The two partners are contending with a rival format called Blu-ray, backed by a 12-member consortium led by Sony Corporation, Matsushita Electric Industrial Company and Hewlett-Packard. Both teams have developed prototype discs and recorders, but the Blu-ray group hasn't won approval by the DVD Forum. Both formats claim the ability to capture data-intense high-definition television programming on standard optical discs. HD-DVD won approval by the Forum's steering committee because it would require less retooling by manufacturers. The Blu-ray group is a splinter faction within the DVD Forum, and hasn't submitted its format for approval.
It appears that Microsoft will have its finger in every HD-DVD pie. On Friday, February 27, the DVD Forum steering committee voted for preliminary approval to include Microsoft's video compression technology in specifications for HD-DVD playback. Microsoft's VC-9, the decoding technology in Windows Media Video, will probably be included in the final HD-DVD specification, as well as two other video technologies, H.264 and MPEG-2. Final approval should come within 60 days as licensing agreements are ironed out.

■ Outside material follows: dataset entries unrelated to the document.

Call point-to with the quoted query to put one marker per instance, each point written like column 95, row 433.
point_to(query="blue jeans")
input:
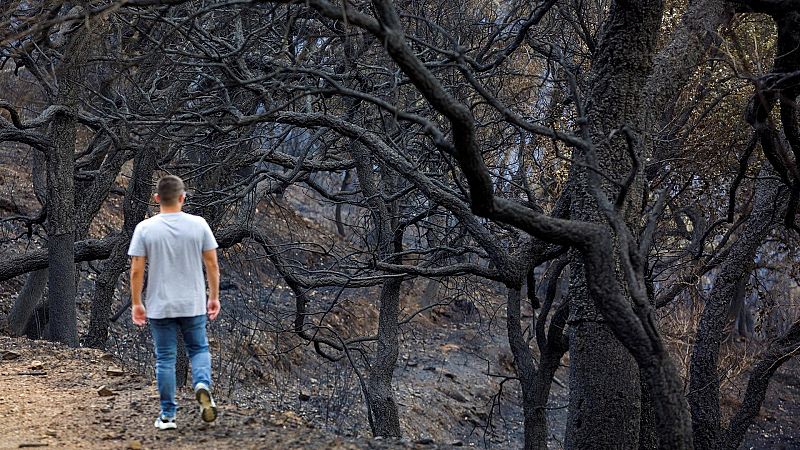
column 165, row 341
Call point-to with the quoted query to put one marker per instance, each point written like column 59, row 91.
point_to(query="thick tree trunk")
column 386, row 419
column 604, row 381
column 523, row 362
column 135, row 208
column 605, row 394
column 704, row 379
column 62, row 325
column 380, row 395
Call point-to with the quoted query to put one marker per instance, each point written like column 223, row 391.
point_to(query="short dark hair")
column 170, row 188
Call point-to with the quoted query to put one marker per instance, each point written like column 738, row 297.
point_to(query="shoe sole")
column 170, row 426
column 208, row 412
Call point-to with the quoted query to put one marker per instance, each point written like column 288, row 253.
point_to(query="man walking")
column 175, row 246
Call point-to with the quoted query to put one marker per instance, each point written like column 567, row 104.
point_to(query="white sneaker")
column 208, row 408
column 165, row 423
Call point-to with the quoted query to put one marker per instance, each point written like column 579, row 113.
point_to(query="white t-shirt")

In other news, NEC is exiting the organic light emitting display (OLED) business. On February 27, the Tokyo-based technology pioneer announced that its partnership with Samsung would officially end March 1. In January 2001, the two formed a joint venture, Samsung NEC Mobile Display Co., Ltd. (SNMD) to develop OLED technology for consumer applications. In dissolving the partnership, NEC will transfer OLED patents to Samsung. The move follows NEC's recent sale of its plasma manufacturing division to Pioneer, and marks the end of NEC's involvement in the consumer flat-panel display business.